Thinking Machines is undergoing a significant leadership shift. Co-founder and CTO Barret Zoph has departed the AI firm, as confirmed by CEO Mira Murati on Twitter. Stepping into the top technical role is Soumith Chintala, a move signaling a potential pivot or consolidation of technical strategy.
Murati praised Chintala as a "brilliant and seasoned leader" with over a decade in AI, highlighting his existing contributions to the team. This transition comes at a critical juncture for AI companies navigating rapid development and intense competition. Zoph's departure as a co-founder is notable, often indicating strategic divergence or internal restructuring.
Leadership Shakeup Signals AI Strategy Shift
Chintala's background is deep in the trenches of machine learning infrastructure, suggesting Thinking Machines may be doubling down on core engineering or specific research avenues where he has established expertise. For users and the broader industry, the change in technical stewardship at a company focused on advanced AI warrants attention.
It raises questions about the future direction of their product roadmap and research priorities following this executive transition. The speed of these high-level changes in the AI sector remains a defining characteristic of the current tech landscape.
Updated: Barret Zoph, Luke Metz, and Sam Schoenholz have joined OpenAI, as reported by CEO of Applications of OpenAI, Fidji Simo.

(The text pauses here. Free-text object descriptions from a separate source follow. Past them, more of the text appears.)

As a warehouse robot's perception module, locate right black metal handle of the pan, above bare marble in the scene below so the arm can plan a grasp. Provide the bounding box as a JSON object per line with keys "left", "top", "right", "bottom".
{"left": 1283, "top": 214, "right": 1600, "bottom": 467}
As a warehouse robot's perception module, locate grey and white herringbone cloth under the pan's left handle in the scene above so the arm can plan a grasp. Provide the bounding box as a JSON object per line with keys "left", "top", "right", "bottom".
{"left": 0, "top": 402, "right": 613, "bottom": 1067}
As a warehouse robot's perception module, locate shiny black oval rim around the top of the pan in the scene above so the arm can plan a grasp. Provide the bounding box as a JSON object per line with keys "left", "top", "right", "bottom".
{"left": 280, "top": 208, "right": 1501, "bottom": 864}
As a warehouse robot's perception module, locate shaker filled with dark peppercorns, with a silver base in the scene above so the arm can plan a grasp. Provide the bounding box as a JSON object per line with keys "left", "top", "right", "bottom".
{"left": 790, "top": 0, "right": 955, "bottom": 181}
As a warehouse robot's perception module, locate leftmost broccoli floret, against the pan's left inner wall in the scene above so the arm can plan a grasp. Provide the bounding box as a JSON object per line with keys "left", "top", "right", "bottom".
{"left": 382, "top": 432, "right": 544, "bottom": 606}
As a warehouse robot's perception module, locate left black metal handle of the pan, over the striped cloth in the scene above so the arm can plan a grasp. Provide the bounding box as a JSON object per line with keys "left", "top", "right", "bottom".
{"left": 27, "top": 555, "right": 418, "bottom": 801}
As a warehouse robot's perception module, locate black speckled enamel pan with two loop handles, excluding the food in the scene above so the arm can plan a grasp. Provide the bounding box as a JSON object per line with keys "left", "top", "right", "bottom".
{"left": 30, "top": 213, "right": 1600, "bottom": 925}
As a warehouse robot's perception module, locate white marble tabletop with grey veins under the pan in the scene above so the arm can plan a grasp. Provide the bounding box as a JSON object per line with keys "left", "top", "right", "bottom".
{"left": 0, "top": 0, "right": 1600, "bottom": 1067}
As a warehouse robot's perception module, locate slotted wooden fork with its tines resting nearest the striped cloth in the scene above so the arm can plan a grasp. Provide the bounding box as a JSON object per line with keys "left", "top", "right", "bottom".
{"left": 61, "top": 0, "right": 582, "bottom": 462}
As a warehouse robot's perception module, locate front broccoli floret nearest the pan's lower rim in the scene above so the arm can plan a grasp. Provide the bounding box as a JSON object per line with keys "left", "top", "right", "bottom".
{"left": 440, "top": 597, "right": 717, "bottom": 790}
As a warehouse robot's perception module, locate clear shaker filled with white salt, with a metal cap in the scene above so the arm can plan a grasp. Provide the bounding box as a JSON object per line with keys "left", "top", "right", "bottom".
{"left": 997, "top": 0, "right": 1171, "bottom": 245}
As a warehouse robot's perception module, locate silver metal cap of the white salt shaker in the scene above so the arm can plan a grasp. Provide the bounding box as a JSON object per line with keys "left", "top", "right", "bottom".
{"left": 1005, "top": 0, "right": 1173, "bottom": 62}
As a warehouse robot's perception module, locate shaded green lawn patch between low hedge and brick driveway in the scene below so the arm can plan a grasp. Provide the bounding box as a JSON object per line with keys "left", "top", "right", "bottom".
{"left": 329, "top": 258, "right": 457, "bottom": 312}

Barret Zoph, Luke Metz, and Sam Schoenholz are three of the most influential researchers in the modern era of Artificial Intelligence. While they all spent significant time at Google Brain and later became pillars of the research team at OpenAI.
Barret Zoph
Barret Zoph is widely regarded as one of the "architects" of the modern LLM post-training process. Before leaving OpenAI, he served as the Vice President of Post-Training, leading the teams responsible for making models like GPT-4 useful and safe for public interaction.
- Key Contributions: He is famous for his pioneering work on Neural Architecture Search (NAS), which uses AI to design better AI architectures.
- The "Instruction" Specialist: At OpenAI, he was instrumental in developing the Reinforcement Learning from Human Feedback (RLHF) pipelines that turned raw base models into the conversational ChatGPT we know today.
- Legacy: He is often cited as a bridge between "pure research" and "product-ready AI," ensuring that massive models actually follow user intent.
Luke Metz
Luke Metz is a researcher known for his deep expertise in how AI models learn and optimize. He spent several years at Google Brain before joining OpenAI, where he was a key contributor to the development of GPT-4 and the infrastructure behind o1 (OpenAI’s reasoning models).
- Key Contributions: Much of his research has focused on Learned Optimizers—using machine learning to create better algorithms for training other machine learning models.
- Systems & Reasoning: At OpenAI, he focused heavily on the intersection of deep learning and reasoning, helping the models move beyond simple word prediction toward more complex problem-solving.
- Reputation: He is known in the community as a "researcher’s researcher," tackling the fundamental bottlenecks of how models compute and iterate.
Sam Schoenholz
Sam Schoenholz is a physicist-turned-AI-researcher who brings a rigorous, mathematical approach to how neural networks function. Like Zoph and Metz, he was a long-time veteran of Google Brain before moving to OpenAI.
- Key Contributions: He is a co-author of the seminal work on $\mu$Transfer (Maximal Update Parameterization) alongside Greg Yang. This breakthrough allowed researchers to predict the behavior of massive models by training much smaller versions first, saving millions of dollars in compute costs.
- The Physics of Deep Learning: His work often explores the "geometry" of the loss landscape—essentially trying to understand the mathematical "terrain" an AI navigates as it learns.
- Scaling Laws: He has been a primary figure in refining the "Scaling Laws" that dictate how much more "intelligent" a model gets as you add more data and more chips.